Now, Apple has hired the former BMW executive Ulrich Kranz to also join “Project Titan.” Kranz worked at BMW for over 30 years, and during that time he led teams that developed the BMW i3 and i8 — its first all-electric cars. Working with Tesla (namely Doug Field of Tesla Model 3 fame) minds at Apple under its EV project, it seems there’s good ground to start building a car on — or at least to continue developing the program that’s existed since 2014.
But how feasible is it for Apple to actually make a car? And not just make it, but to actually market, and sell, its electric rival? When one Twitter-using, self-proclaimed tech enthusiast stated “Everyone gonna make cars” in May this year, Musk noted, “Prototypes are easy, production is hard.”
Sure, Apple has the money — and arguably the means thanks to all of its hires – but would you buy an Apple car? As the company’s first iteration of the iPhone proved, it can take Apple a few attempts to really get it right.
In December 2020, Reuters reported that Apple had “breakthrough battery technology,” and, as HYPEBEAST noted, it “radically” lowers the cost of batteries, all while increasing the vehicle’s range. Again, Musk disputed these claims (on Twitter, of course), saying: “Tesla already uses iron-phosphate for medium range cars made in our Shanghai factory… A monocell is electrochemically impossible, as max voltage is 100x too low. Maybe they meant cells bonded together, like our structural battery pack?”
This sounds like one part petty competitiveness, one part hard facts of life. Regardless, Apple has spent about seven years working on “Project Titan” with very little hard evidence pointing towards some kind of four-wheeled, self-driving result.

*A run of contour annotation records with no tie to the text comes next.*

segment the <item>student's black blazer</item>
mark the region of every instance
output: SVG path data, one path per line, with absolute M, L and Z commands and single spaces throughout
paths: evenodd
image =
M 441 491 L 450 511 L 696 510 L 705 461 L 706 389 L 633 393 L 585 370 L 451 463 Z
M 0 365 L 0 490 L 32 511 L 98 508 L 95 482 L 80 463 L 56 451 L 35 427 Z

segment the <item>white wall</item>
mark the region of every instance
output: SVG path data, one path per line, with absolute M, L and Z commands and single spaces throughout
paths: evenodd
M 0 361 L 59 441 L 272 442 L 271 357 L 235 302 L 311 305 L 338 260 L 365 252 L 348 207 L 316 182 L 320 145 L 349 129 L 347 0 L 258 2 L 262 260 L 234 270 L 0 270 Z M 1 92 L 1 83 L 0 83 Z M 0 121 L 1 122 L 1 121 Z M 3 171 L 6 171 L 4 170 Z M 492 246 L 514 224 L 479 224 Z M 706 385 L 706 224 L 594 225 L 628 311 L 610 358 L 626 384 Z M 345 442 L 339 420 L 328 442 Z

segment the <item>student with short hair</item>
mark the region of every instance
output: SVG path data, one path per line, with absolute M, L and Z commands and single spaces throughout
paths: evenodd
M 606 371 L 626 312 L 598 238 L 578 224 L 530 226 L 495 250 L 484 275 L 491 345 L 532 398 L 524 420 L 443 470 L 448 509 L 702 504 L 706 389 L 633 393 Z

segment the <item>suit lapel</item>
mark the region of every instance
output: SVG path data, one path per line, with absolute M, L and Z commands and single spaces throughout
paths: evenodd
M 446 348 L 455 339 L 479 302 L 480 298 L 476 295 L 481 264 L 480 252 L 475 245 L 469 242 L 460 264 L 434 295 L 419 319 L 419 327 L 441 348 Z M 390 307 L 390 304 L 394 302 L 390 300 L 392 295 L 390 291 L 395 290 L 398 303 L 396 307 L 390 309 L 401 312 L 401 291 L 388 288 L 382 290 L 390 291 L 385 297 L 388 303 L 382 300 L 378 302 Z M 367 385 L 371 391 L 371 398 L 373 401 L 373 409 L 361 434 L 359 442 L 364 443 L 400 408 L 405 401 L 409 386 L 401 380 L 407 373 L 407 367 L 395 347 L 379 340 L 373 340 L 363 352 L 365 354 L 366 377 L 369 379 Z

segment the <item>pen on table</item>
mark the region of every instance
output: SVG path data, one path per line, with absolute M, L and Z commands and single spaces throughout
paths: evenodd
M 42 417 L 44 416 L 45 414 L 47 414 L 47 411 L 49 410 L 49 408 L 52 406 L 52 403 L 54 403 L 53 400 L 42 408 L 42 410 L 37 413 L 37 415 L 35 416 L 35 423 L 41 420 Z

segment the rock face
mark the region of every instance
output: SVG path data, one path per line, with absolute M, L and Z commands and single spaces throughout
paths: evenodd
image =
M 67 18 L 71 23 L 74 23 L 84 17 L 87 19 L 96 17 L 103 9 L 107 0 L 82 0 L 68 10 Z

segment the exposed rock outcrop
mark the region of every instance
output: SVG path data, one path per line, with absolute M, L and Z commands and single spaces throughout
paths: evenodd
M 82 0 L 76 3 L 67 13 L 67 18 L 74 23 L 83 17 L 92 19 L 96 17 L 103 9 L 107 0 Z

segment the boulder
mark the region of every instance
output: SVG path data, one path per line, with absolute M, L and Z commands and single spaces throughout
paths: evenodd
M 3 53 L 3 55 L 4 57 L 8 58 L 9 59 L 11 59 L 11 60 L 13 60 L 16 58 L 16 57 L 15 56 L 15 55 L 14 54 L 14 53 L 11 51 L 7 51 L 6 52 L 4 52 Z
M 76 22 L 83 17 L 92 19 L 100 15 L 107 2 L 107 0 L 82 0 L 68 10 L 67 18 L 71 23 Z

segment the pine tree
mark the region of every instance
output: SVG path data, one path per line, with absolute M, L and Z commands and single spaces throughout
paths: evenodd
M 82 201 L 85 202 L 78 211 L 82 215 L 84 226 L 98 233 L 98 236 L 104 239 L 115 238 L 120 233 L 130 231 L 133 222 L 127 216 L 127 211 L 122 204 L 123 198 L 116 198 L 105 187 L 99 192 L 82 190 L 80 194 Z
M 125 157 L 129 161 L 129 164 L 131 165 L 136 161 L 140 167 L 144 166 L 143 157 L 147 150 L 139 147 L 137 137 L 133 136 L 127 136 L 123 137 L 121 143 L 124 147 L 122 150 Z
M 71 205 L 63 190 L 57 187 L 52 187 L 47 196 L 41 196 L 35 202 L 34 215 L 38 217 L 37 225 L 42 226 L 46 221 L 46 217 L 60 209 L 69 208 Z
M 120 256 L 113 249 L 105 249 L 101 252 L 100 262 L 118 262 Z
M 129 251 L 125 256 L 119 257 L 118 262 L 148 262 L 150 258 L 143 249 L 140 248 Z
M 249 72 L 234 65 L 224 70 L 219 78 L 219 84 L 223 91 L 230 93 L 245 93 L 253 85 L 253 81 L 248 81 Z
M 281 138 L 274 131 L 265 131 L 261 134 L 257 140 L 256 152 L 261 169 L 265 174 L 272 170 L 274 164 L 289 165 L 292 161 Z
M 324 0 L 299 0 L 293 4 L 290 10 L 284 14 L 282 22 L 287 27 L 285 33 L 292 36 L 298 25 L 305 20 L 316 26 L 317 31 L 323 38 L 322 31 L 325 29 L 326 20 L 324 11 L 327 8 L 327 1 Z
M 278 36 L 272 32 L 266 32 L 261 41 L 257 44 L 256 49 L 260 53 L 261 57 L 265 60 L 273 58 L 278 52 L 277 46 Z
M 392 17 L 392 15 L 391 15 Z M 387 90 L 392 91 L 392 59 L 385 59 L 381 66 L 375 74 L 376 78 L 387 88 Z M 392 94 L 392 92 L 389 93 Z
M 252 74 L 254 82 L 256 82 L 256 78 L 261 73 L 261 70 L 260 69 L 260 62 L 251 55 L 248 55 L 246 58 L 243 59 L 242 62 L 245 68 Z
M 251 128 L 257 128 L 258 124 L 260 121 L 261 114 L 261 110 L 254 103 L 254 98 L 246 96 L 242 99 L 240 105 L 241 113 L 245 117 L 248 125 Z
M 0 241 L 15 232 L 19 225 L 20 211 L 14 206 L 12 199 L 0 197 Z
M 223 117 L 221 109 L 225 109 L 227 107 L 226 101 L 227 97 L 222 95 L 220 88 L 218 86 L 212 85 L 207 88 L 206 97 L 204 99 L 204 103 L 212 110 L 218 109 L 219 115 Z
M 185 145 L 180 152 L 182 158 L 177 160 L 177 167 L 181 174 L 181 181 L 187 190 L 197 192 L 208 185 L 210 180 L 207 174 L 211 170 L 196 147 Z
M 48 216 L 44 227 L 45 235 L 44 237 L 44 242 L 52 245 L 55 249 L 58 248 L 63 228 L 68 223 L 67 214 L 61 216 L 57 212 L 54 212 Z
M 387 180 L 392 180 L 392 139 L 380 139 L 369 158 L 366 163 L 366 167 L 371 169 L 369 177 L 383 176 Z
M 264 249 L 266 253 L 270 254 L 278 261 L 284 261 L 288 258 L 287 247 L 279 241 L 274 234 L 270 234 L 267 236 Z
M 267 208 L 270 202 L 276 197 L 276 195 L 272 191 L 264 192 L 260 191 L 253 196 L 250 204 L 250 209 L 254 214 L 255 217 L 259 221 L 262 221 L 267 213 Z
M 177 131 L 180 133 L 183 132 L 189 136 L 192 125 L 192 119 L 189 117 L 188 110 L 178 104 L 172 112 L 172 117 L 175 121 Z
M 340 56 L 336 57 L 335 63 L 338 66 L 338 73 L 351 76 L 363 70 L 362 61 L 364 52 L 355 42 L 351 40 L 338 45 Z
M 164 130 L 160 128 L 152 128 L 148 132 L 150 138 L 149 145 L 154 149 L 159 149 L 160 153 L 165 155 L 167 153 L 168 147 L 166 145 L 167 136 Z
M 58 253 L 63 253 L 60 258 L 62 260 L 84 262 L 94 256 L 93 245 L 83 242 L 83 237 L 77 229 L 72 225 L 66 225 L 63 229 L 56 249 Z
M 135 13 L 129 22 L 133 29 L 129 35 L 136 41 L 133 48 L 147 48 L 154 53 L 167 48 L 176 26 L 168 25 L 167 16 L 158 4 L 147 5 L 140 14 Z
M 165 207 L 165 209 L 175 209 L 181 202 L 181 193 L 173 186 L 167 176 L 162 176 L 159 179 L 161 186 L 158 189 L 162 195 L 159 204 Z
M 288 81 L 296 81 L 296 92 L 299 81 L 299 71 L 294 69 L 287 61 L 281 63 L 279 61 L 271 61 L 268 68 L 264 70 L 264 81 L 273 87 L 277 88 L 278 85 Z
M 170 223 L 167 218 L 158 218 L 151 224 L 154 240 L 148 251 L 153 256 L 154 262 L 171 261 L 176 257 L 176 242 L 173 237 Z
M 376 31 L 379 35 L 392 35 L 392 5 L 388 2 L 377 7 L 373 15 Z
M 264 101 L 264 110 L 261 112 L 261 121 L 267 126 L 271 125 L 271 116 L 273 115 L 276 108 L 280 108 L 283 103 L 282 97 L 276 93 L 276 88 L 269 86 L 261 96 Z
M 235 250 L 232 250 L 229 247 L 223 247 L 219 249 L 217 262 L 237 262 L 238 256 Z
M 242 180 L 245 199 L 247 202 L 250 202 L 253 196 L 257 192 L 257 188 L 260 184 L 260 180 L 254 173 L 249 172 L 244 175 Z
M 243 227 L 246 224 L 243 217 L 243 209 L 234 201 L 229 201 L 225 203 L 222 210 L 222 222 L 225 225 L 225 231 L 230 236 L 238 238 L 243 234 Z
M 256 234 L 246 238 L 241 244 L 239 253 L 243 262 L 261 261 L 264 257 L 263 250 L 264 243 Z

If we do see an Apple car in the near future, we expect it to be rather quiet in its design approach — clean, simple lines, following a design language followed by Apple’s product range and the electric car industry as a whole. By that time, we expect batteries and range to have developed further meaning it might be a more practical EV, but in true Apple form it’ll also be expensive — as are most new cars from new manufacturers.
Self-driving cars are still a way-off (if Tesla’s words are anything to go by), and even if Apple does get into the electric car market, does Apple have the power to stray us away from Tesla, BMW, Ford, MINI, and almost every other marque that’s releasing electrified versions of their tried-and-tested cars? Perhaps a few more well-considered hires, a huge injection of cash, and ten years of technological development could change everything.